Venice is a classic example of an event that art insiders love to hate. Every two years, a superstar curator is asked to prepare a vast exhibition in a difficult and historically charged venue, with limited resources, a ridiculous timeline, Italian ineptitude, and a spaghetti bowl of national pride, politics, and pavilion positioning thrown into the mix. Then the art crowd descends and, between bouts of champagne drinking and Vaporetto riding, it delivers a categorical judgment—usually negative. The pop psychologist in me believes that some folks have so much fun in Venice that they have to declare the Biennial a failure and a bore. This is partly intended to make their expense-account journey look more like a hard-working professional chore than the sybaritic fun ride it is. (You may discern a note of envy: I wasn’t there.) After this year’s opening, the commentariat appeared to be speaking from the same talking points. The line was that while the last Biennial was awful, this one—organized by art-world wunderkind Daniel Birnbaum, who is undoubtedly one of the smartest young figures on the scene—was banal and flat. Really?

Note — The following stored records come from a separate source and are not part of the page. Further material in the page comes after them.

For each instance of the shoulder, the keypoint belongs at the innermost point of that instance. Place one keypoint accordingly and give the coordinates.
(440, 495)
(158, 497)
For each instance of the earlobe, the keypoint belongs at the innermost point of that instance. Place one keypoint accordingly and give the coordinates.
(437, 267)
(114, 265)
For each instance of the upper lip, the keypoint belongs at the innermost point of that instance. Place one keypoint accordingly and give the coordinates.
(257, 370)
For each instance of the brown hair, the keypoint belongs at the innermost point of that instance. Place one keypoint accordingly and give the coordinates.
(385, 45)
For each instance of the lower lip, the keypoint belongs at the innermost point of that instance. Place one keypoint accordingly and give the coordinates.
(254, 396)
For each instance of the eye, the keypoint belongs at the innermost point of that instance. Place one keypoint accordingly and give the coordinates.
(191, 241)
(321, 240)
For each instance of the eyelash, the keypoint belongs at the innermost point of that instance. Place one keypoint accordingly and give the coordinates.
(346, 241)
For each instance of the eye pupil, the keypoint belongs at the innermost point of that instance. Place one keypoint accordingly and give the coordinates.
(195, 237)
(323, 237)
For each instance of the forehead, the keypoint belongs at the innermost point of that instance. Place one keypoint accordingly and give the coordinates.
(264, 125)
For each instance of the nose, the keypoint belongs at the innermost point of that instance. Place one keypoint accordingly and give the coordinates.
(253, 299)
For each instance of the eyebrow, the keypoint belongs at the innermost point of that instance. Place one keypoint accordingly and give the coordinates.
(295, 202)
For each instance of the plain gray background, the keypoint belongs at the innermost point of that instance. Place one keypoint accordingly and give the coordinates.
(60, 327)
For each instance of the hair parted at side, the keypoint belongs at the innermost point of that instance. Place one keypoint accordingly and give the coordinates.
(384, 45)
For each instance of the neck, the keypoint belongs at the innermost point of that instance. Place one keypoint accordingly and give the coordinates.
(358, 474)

Contrast with Basel. It’s a trite metaphor, but the world’s leading art fair, which occupies the same space as Baselworld, the epic watch fair, really does run like clockwork. (Disclosure: ArtworldSalon co-founder Marc Spiegler and his colleagues deserve much of the credit for this). This year as every other year, Basel was a disembarkation point for collectors and museum honchos arriving from Venice. Profound and justifiable art market anxiety preceded the fair. Even so, nothing hinted at any malaise or uncertainty on the surface. It is a very Swiss thing to never let trouble show, so it didn’t. An astonishing exhibition-cum-performance extravaganza, Il Tempo Del Postino, added a special layer of excitement and significance. But what made Art Basel so different from Venice was the talk surrounding it. The common line here was, “We were hoping for the worst, and we came away happy.” With dealers running out of inventory by the third day, Basel was declared a triumph, a turning point, a milestone to recovery.
In reality, all global events have their strong points and weak points, their relative successes and failures. Their scale and complexity, the sheer quantity of artworks and people involved renders blanket judgments meaningless. Nonetheless, the art world longs for a simple verdict, like a bloodthirsty crowd in a gladiator arena. The best advice for mega-event organizers, it seems, would be to keep expectations on the muted side. Everyone likes a surprise, especially a good one.